In the following section of the article, the authors make the claim that the pursuit of higher education (university, grad school, etc.) delays family formation. While this is generally true, as most individuals wait to have kids until after they have completed their education, Greene and Burke blame the federal government for this delay. They posit that federal subsidies and funding which allow for many middle-class and low-income individuals to afford schooling are the problem because they encourage further education post-university, such as masters and grad school programs.
Keep in mind that according to the Education Data Initiative, around 62% of all high schoolers end up enrolling in undergraduate programs, meaning that the majority of individuals graduating from high school pursue a college education, showcasing a broad desire to go to university and a need for federal subsidies. Moreover, 17.13% of postsecondary students are enrolled in graduate programs, far from the majority of college graduates, so this cannot possibly be the factor that is preventing people from having children. However, the Heritage Foundation clearly disagrees. Their most prominent suggestions are for the U.S. to, first, adopt universal school choice, pushing an agenda that promotes a certain lifestyle with an emphasis on having children; second, curtail federal higher education subsidies by eliminating grad PLUS loans; and third, end student loan debt cancellation.

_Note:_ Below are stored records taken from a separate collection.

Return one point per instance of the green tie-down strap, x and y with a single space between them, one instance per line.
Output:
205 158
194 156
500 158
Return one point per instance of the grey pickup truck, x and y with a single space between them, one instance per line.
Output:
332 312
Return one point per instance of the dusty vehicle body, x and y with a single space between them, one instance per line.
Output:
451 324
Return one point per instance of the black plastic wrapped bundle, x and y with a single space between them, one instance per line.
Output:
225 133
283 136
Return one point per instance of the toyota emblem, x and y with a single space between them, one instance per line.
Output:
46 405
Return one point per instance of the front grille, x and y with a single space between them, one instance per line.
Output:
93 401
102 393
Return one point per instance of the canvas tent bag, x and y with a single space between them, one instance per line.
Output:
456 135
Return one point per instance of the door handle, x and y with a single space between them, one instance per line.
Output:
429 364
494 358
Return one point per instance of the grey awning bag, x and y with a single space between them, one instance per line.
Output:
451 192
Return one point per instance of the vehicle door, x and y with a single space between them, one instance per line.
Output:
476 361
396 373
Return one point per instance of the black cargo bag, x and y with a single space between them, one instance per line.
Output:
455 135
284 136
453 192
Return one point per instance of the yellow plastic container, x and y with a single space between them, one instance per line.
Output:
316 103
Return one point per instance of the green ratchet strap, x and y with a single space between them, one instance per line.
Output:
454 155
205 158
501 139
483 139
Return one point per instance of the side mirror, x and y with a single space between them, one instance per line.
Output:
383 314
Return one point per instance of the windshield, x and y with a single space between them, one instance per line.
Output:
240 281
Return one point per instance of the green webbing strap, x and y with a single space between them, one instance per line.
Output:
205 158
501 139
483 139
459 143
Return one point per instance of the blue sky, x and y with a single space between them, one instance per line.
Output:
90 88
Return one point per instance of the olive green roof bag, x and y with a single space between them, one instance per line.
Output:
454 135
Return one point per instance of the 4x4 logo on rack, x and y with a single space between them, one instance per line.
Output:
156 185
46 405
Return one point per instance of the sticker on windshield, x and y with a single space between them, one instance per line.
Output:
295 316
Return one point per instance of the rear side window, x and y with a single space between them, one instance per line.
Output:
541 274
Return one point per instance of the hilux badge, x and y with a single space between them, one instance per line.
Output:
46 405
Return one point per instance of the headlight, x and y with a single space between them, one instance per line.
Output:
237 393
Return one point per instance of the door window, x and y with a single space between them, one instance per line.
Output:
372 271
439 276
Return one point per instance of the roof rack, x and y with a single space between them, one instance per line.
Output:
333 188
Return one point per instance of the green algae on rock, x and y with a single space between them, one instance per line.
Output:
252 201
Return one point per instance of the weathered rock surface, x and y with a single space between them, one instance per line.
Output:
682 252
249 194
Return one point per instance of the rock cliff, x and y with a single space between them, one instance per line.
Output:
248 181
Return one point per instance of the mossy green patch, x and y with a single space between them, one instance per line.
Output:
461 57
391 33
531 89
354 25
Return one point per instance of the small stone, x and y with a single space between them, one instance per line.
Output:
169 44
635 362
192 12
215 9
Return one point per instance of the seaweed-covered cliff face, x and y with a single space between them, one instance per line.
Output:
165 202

First of all, universal school choice is already a controversial model, because it would allow for private schools, including religious schools, to take public tax dollars while being able to reject certain students. While public schools must accept every child in a district, private schools are under no such obligation. Second, limiting federal higher education subsidies will only hurt lower- and middle-class families, for whom these funds are necessary in order to continue their education tracks. Again, only about 17.3% of college students go on to graduate school, so eliminating PLUS loans is not only unnecessary but also detrimental to those who do want to pursue higher education.
Lastly, the Foundation also suggests ending student loan cancellation, because, as they write, “[i]t is expensive, regressive, and unfair to those who repaid their loans…. Moreover, debt amnesty further encourages young Americans to enroll in college or graduate school, confident that debt cancellation history will repeat itself….” This completely ignores the fact that, according to the Education Data Initiative, the average student is saddled with $41,520 in combined public and private loan debt and, despite some cancellation initiatives, the overall student loan debt in the U.S. is still almost $1.7 trillion. In the eyes of the Heritage Foundation, they could have stayed home, gotten a job, gotten married, and had kids instead of going into higher education.
While some (like the Heritage Foundation) may point to student debt as another reason to not pursue higher education, the real issue here is that the price we are paying for it in the United States is much too high. We shouldn’t be putting people under economic duress for attempting to receive an education that has a high potential to help them in the future. Plus, wouldn’t canceling debt encourage people to have children, especially if the main issue is finances? No debt could mean an opportunity to have kids, while also receiving an education beforehand, and not choosing between one or the other.
All in all, instead of more comprehensively addressing the problems that actually prevent Americans from having children, such as economic hardships, climate change, or even just the societal burdens and pressures that come along with childbirth, the Heritage Foundation proposes a plan that is not-so-subtlety laced with their own bias to push their overall conservative and religious agenda.